In 1961, the CSFNs who frequented her stationary store convinced her to join the auxiliary and volunteer at the newly opened Holy Family Hospital, now Presence Holy Family Medical Center, in Des Plaines.
“I would volunteer on Wednesday nights,” she said. “After I sold my store, I became the paid manager of the hospital’s gift shop and director of volunteers.”
Sr. Amata Sweeney, CSFN, was the president of the hospital at the time and hired Mary for the position – a position she served in for 35 years, helping the auxiliary raise over $1 million for the hospital.
Mary recalled, “Sr. Amata could reprimand you in a way that made you feel good. She really uplifted people.”
Through their mutual work at the hospital, Sr. Amata and Mary became close friends, spending Saturdays together shopping and taking weekend trips to Door County in northern Wisconsin. Mary, even, made three trips to Rome to visit Sr. Amata, who was elected to the CSFN General Council in 1978.
“Everyone would stop and talk to her,” she said. “Jewish, Protestant… everyone. She was brilliant.”
When four of Mary’s nieces and nephews were born at Holy Family Hospital, Sr. Amata was in the delivery room. “She was part of our family,” Mary said. “I still miss her.” Sr. Amata passed away in 2014.
Though she is close to her siblings and many nieces and nephews, Mary has never married. Which begs the question: did she ever consider entering a religious community, especially when five of the 57 members of her high school graduating class became sisters?
“Being single is a vocation, too,” she said with the same sense of a calling many religious sisters express when talking about their vocation. “I never felt called to marriage.”
Mary’s single vocation did call her to become one of the first members of the Association of the Holy Family where she continues her faithful service to God and others. “The sisters have always been in my life,” she said. “From them, I’ve learned to try to be a good person – though, I learned that from my parents, too.
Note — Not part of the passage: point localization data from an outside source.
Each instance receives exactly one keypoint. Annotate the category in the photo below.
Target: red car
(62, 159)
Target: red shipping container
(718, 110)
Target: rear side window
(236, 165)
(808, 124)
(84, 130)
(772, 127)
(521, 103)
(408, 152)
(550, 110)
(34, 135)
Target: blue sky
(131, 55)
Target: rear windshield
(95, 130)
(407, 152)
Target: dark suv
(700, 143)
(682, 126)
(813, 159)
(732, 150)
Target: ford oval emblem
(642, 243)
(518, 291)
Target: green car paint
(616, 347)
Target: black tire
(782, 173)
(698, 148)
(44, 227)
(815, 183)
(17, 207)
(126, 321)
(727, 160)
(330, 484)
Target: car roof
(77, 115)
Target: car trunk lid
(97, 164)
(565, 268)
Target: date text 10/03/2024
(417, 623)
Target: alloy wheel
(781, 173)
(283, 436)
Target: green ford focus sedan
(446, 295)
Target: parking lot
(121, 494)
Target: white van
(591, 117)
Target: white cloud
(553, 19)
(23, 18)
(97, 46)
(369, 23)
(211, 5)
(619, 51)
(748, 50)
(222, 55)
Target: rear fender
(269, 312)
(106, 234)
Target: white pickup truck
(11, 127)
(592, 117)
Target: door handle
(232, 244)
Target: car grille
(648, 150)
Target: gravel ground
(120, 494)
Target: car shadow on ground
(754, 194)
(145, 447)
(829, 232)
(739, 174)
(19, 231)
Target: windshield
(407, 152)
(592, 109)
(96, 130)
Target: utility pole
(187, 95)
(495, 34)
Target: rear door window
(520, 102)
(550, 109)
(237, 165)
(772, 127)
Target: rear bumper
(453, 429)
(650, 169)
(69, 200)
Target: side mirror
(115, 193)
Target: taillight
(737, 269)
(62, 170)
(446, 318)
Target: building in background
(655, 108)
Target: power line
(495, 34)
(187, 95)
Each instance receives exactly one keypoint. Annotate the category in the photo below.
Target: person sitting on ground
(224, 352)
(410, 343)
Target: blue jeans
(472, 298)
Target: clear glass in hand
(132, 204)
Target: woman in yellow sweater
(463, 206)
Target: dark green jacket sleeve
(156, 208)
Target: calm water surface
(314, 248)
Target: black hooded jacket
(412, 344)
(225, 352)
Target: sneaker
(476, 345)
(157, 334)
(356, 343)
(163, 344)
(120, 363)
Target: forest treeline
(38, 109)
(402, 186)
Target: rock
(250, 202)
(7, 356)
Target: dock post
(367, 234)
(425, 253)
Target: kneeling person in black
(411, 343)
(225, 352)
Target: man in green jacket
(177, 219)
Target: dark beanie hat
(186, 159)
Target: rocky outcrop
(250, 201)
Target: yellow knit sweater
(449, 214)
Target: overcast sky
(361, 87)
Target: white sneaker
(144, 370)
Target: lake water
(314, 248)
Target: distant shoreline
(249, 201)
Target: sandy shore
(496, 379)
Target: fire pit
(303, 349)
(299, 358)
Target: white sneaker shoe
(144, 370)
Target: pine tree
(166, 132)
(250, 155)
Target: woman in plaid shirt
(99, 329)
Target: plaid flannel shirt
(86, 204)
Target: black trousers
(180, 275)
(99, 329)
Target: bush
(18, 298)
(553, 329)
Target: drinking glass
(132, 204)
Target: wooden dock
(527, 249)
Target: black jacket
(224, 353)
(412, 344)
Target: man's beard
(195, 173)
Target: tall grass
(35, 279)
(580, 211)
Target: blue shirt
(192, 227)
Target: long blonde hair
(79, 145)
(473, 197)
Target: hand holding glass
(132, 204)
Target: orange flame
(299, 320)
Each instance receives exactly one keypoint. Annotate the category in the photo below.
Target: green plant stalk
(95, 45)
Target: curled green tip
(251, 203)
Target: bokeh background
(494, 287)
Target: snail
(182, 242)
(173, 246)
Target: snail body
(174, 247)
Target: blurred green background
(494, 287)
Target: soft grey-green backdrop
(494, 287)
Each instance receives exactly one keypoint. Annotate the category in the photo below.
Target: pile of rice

I’ve learned to go to Mass every day, which I still do. And I’ve learned to try to be nice to everyone.”
As an associate, Mary says she has deepened her spirituality by being with the sisters and participating in their prayer life. She believes the warmth and kindness she experienced with Sr. Amata and other CSFNs is part of the sisters’ calling to bring Christ to everyone.
Mary shares that same warmth and kindness with others by living the spirit of Holy Family in her relationships with family, friends and colleagues. One look at her glowing face and generous smile greeting visitors at the provincial offices reveals a spiritual depth and peace.
“Did you know? I’ve never been in the hospital,” Mary stated with pride at her eight decades of health. “I’ve had some outpatient procedures, but I’ve never had to stay overnight. My mom and dad were the same way. They lived to be 89 and 94.”
Perhaps there is something to be said for living next door to a convent and sharing laughter, love and prayer with sisters.